Illustrator is probably a bad choice for Fritizng. Inkscape is preferred. Your svg has a number of problems. The connectors are not correctly defined, and the dimensions are in px which will likely cause scaling problems. Other folks that make parts use Illustrator so it is possible I just have not been able to figure out how from their documentation (I don’t have Illustrator to try it on either) they don’t appear to think you need control of the svg as far as I can see. For Fritzing they are incorrect. Your fonts are also wrong. Fritzing will only accept OCRA and Droid Sans, anything else (your svg is using arial) will be substituted to one of the accepted fonts (with variable results usually!)
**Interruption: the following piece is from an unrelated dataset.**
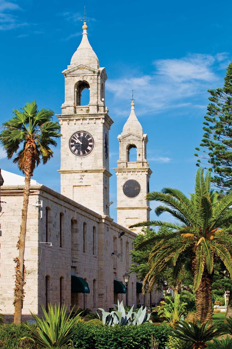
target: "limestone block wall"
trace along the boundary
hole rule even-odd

Here I changed dimensions to in, but the scale is almost certainly wrong because the space in y between 2 pins should be 0.1in to be correct but it is not.
The first pin is at 0118 in so the second should be at 0.218in
but it is not. It is at 0.193in (too short.)
That said these two tutorials will tell you what you need to do to make parts (old_grey’s covers the parts editor which I don’t use.)
I lately learned there aren’t links to the videos in Old_Grey’s tutorial so you need to do a google search for the title and then they come up on YouTube.
For parts editor you need an existing part with 30 pins to modify the svgs and fzp file for to make a new part. Parts editor (AFAIK) can not modify most of the fzp file so it needs to be mostly correct before you start. I tend to just edit the files directly and ignore parts editor, but I have a lot of experience at making parts. There are a couple of 30 pin ESP boards around such as this one
that would serve as a base to make a part.